36 años tenía mi mamá cuando nací. El último cumpleaños que me alcanzó a celebrar fue cuando cumplí 36. Dos semanas después, partió. Me cuesta decir murió, quizás porque aún no lo creo.
Eso a pesar de que desde los 12 años viví con el temor de que podía partir, cuando recibió el diagnóstico de su primer cáncer, el cual fue el inicio de un largo camino de enfermedades, tratamientos, exámenes, hospitales y todas esas cosas de las que no quiero volver a saber por un buen rato. Pero ni siquiera todo eso me preparó para este momento. Tampoco cuando recibíamos diagnósticos negativos o incluso cuando se estaba apagando de a poco ese fin de semana de agosto. Suena egoísta, no quería resignarme a perderla. Rogaba y pedía que no se fuera. Pero tomando su mano durante sus últimas horas me di cuenta de que ya había hecho el máximo esfuerzo por no partir y pedirle más, era ser egoísta. Con una extraña sensación de tranquilidad, me di cuenta de que mi mamá merecía descansar.
Entre las últimas cosas que alcanzamos a hablar, me retó por no andar abrigada. También lloramos juntas porque su preocupación era que no quería dejarnos solos, a mi papá, mis hermanos y a mí. Y así fue toda su vida, siempre pensando en quienes amaba. Por eso, no puedo más que agradecer por ser su hija.
No sé si algún día me acostumbraré a no tener su presencia física, pero mi mamá está en todas partes y en los infinitos recuerdos que guardo con ella y que me entregan calma en este proceso: nuestros paseos, nuestros viajes, nuestras conversaciones o, en el último tiempo, nuestras tardes en su cama regaloneando.
Aunque puedo parecer un poco latera, siento a mi mamá en cada momento o detalle de mis días: un atardecer, una mariposa que se me cruza, unas flores bonitas, o simplemente por estar en pie a pesar de estar viviendo el proceso más duro de mi vida. Ella y su amor me hacen seguir adelante, tal como lo hizo por tantos años.
En estos meses, he sentido de forma más concreta que ya no está, como cuando me pasa algo en mi día y quiero contarle, o cuando conozco un nuevo lugar y me gustaría ir con ella, o cuando hay un encuentro familiar y quisiera que ella estuviera ahí.
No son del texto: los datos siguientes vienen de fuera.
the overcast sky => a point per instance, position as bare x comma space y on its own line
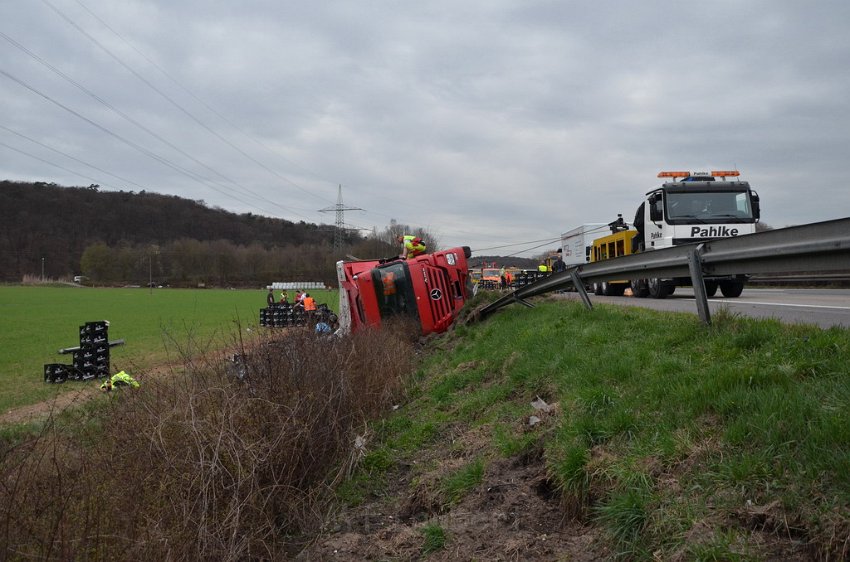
488, 122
De hecho el pasado 8M vi a muchas amigas y conocidas que fueron con sus mamás, algunas por primera vez, y pensé “qué ganas de estar con la mía también”. Y es que en nuestra sociedad, sobre todo para las mujeres, el rol materno es muy potente: en mi caso, no sé si pueda ser madre sin tenerla a ella a mi lado.
Mayo será un mes complejo para mí, por el bombardeo de publicidad y contenidos sobre el Día de la mamá y además porque también es su cumpleaños. Pero a pesar de la pena, con la que estoy aprendiendo a vivir, la siento cerca todo el tiempo y tengo la sensación constante de que en algún momento nos volveremos a encontrar, como si se hubiese ido de viaje y esta es solo una ausencia pasajera. Eso creo que también es fruto del amor y el lazo que nos une.
* Natalia Bobadilla Zúñiga, tiene 36 años y es periodista.